Testimony during the hearing covered a lot of ground, with debate on everything from whether anti-Zionism is the same thing as antisemitism, if politicians have a duty to call out hate speech within their party, and whether academic freedom protects professors who weigh in on the Israeli-Palestinian conflict.
Possible solutions
Stern suggested policymakers mandate national service for high schoolers — bringing kids of different backgrounds together — to increase understanding.
He also recommended following the dollar.
“As a society, we calculate the cost of many things — potholes even. But what does hate cost us?” he said.
His center is now working on an economic analysis of what hate crime costs.
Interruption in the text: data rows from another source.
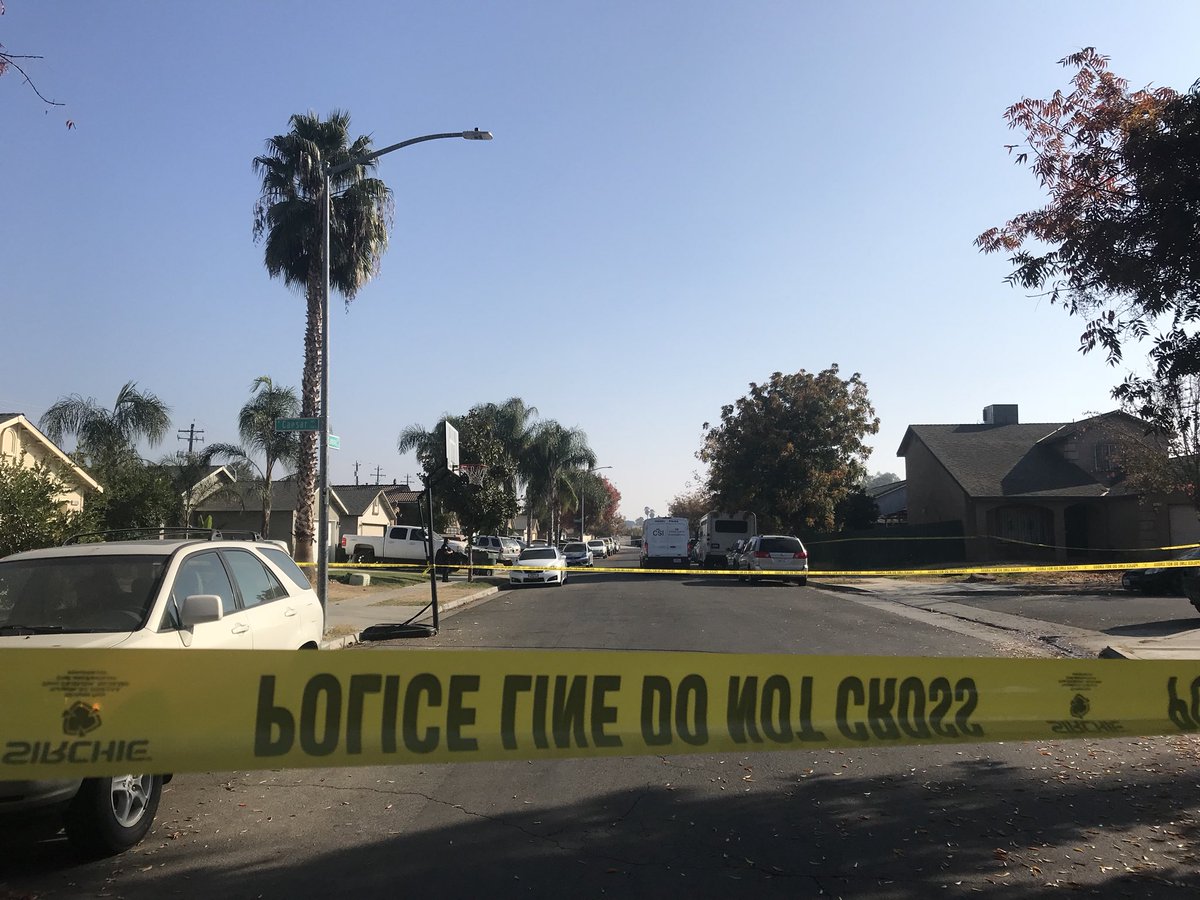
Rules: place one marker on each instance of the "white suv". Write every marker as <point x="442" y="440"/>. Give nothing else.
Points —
<point x="184" y="594"/>
<point x="507" y="549"/>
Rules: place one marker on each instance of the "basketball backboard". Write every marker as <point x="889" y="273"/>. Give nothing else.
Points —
<point x="451" y="448"/>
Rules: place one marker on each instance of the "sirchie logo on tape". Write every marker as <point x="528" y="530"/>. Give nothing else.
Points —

He urged policymakers to include financial impact in regular reporting of hate crime statistics.
Antisemitism gets more traction when democratic norms are threatened, endangering more than just Jews. – Kenneth Stern, Center for the Study of Hate, Bard College
Corke agreed that expanding anti-racism education would help “inoculate young people against radicalization.”
She also urged lawmakers to fund digital literacy education and enact reforms to hold technology and social media companies accountable for misinformation and hate that spreads on their platforms.
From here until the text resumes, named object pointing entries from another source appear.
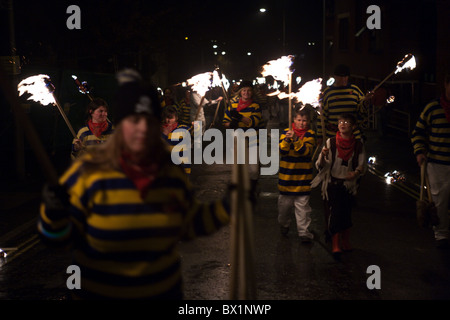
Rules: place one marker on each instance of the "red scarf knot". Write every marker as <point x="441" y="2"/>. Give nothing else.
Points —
<point x="170" y="126"/>
<point x="243" y="104"/>
<point x="97" y="128"/>
<point x="300" y="133"/>
<point x="345" y="146"/>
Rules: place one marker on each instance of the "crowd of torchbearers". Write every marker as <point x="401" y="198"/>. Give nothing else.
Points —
<point x="123" y="204"/>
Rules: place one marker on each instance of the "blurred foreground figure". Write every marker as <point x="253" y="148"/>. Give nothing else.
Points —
<point x="124" y="206"/>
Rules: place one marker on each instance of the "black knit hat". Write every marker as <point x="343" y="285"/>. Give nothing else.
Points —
<point x="245" y="84"/>
<point x="135" y="97"/>
<point x="342" y="70"/>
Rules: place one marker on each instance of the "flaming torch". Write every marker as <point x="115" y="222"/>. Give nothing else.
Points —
<point x="200" y="83"/>
<point x="42" y="90"/>
<point x="280" y="70"/>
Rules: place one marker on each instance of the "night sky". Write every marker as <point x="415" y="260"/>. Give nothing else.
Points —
<point x="123" y="28"/>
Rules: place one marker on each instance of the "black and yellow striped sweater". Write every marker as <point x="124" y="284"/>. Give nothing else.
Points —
<point x="296" y="167"/>
<point x="88" y="139"/>
<point x="125" y="245"/>
<point x="253" y="112"/>
<point x="176" y="140"/>
<point x="431" y="135"/>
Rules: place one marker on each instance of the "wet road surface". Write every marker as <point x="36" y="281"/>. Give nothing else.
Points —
<point x="384" y="234"/>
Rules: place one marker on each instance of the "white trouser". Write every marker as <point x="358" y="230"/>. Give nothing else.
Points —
<point x="439" y="176"/>
<point x="302" y="211"/>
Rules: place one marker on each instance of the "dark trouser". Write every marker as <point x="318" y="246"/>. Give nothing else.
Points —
<point x="340" y="203"/>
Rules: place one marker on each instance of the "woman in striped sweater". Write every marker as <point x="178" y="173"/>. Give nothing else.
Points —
<point x="295" y="175"/>
<point x="125" y="206"/>
<point x="431" y="142"/>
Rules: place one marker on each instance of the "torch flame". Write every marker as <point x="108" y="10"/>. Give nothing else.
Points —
<point x="37" y="86"/>
<point x="279" y="69"/>
<point x="408" y="62"/>
<point x="202" y="82"/>
<point x="309" y="93"/>
<point x="217" y="82"/>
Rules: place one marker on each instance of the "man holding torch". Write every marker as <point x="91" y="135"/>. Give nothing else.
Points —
<point x="340" y="98"/>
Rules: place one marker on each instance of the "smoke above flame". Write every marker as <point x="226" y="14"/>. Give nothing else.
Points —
<point x="37" y="88"/>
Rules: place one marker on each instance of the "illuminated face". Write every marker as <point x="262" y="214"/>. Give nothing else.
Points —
<point x="170" y="119"/>
<point x="341" y="81"/>
<point x="345" y="126"/>
<point x="99" y="115"/>
<point x="136" y="134"/>
<point x="246" y="93"/>
<point x="301" y="122"/>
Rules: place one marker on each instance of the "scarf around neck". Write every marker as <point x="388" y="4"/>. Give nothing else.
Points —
<point x="97" y="128"/>
<point x="344" y="146"/>
<point x="171" y="126"/>
<point x="300" y="133"/>
<point x="142" y="175"/>
<point x="243" y="104"/>
<point x="446" y="106"/>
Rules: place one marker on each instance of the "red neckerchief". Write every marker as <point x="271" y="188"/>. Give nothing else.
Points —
<point x="141" y="175"/>
<point x="446" y="106"/>
<point x="97" y="128"/>
<point x="344" y="146"/>
<point x="299" y="132"/>
<point x="243" y="104"/>
<point x="171" y="126"/>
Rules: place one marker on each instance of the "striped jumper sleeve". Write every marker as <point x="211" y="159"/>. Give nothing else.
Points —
<point x="296" y="167"/>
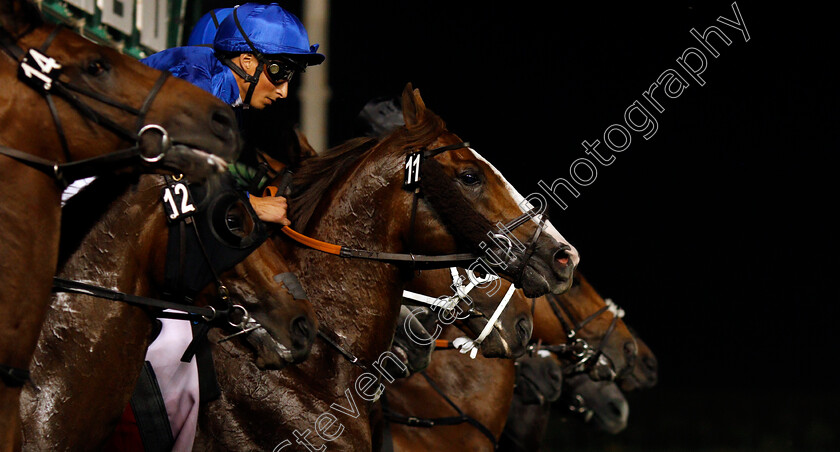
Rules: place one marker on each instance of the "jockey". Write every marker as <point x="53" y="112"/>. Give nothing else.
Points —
<point x="204" y="31"/>
<point x="256" y="51"/>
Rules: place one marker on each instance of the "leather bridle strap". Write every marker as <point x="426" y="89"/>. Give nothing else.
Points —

Rabbi Esther Reed, interim executive director of Rutgers Hillel, called on committee members to invest more in security for religious institutions.
Rutgers Hillel has used federal funds to install bollards in front of their building to prevent cars from ramming the building and rear fencing to prevent intruders.
“We don’t want our institutions and facilities to be ringed with security devices, but sadly, they have to be,” Reed said. “The Jewish community needs more funding to keep us safe.”
She also asked lawmakers to require the U.S. Department of Education to better protect the rights of Jewish students, saying “dozens” of cases of antisemitism remain open, including one filed in 2011.
“Many of the other pending complaints are also over a year old and have yet to be investigated,” she said. “Every week that goes by is another example of Jewish students’ rights to equal opportunity not being protected.”
Holly Huffnagle, the American Jewish Committee’s U.S. director for combating antisemitism, said because antisemitism occurs most often during election cycles, Jewish holidays, and flareups in the Middle East, authorities should be on alert and prepared to provide support to the Jewish community at those times.
She also urged policymakers to publicly condemn antisemitism and avoid grouping it “with other hatreds and bigotry when it was only the Jewish community attacked.”
Failing to call out antisemitism specifically, she said, is “unhelpful and even hurtful.”